The 1964 Winchester by-election was held on 14 May 1964. It was held after the incumbent Conservative MP Peter Smithers was appointed as the Secretary-General of the Council of Europe. It was retained for the Conservative Party by their candidate Morgan Morgan-Giles.

==Background==
The by-election was one of four (the others being Bury St Edmunds, Devizes and Rutherglen being held on the same day in which the seat was being defended by a candidate supporting the incumbent Conservative government. With a general election due later in the year, the results were anticipated with interest as pointer to what might happen at the election. According to The Glasgow Herald, unlike the other three seats, Winchester was expected to be an easy win for the Conservatives, although it was expected that the Conservative majority would be cut.

==Result==

Winchester by-election, 1964
| Party |  | Candidate | Votes | % | ±% |
|---|---|---|---|---|---|
|  | Conservative | Morgan Morgan-Giles | 18,032 | 52.17 | −15.09 |
|  | Labour | C. Patrick Seyd | 11,968 | 34.62 | +1.88 |
|  | Liberal | J. Edwards | 4,567 | 13.21 | New |
| Majority |  |  | 6,064 | 17.55 | −26.98 |
| Turnout |  |  | 34,567 |  |  |
|  | Conservative hold |  | Swing |  |  |

==Aftermath==
While the Conservatives held Winchester, it was reported that if the swing of 8.5% from Conservative to Labour were repeated at the general election it would give the latter a majority of over 170 seats. However, the result at Devizes showed a much lower swing to Labour. The Conservatives lost Rutherglen, but held Bury St Edmund's, the last of the seats to declare, with what was reported by The Glasgow Herald to be a smaller swing against them than expected.
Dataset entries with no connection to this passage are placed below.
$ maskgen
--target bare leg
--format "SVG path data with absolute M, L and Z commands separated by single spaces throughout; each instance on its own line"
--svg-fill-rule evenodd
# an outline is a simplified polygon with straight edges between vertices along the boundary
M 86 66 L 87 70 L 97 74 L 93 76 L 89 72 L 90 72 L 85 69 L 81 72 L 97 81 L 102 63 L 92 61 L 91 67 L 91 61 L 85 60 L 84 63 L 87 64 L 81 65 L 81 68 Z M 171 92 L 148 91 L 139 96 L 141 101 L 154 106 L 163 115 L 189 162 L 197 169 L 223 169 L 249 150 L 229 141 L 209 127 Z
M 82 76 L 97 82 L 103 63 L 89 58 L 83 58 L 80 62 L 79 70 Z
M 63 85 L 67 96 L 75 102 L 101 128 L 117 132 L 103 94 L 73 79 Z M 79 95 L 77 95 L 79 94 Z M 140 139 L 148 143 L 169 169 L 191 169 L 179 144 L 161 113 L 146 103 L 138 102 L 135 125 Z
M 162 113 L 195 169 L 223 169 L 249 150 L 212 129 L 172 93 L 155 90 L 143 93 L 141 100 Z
The same newspaper noted that while the four results gave a mixed picture, with Winchester seeing the biggest swing against the Conservatives, overall they cast doubt on opinion polls suggesting a significant national Labour lead and perhaps would give Harold Wilson "the first faint incredulous thoughts" that he might not prevail at the coming general election.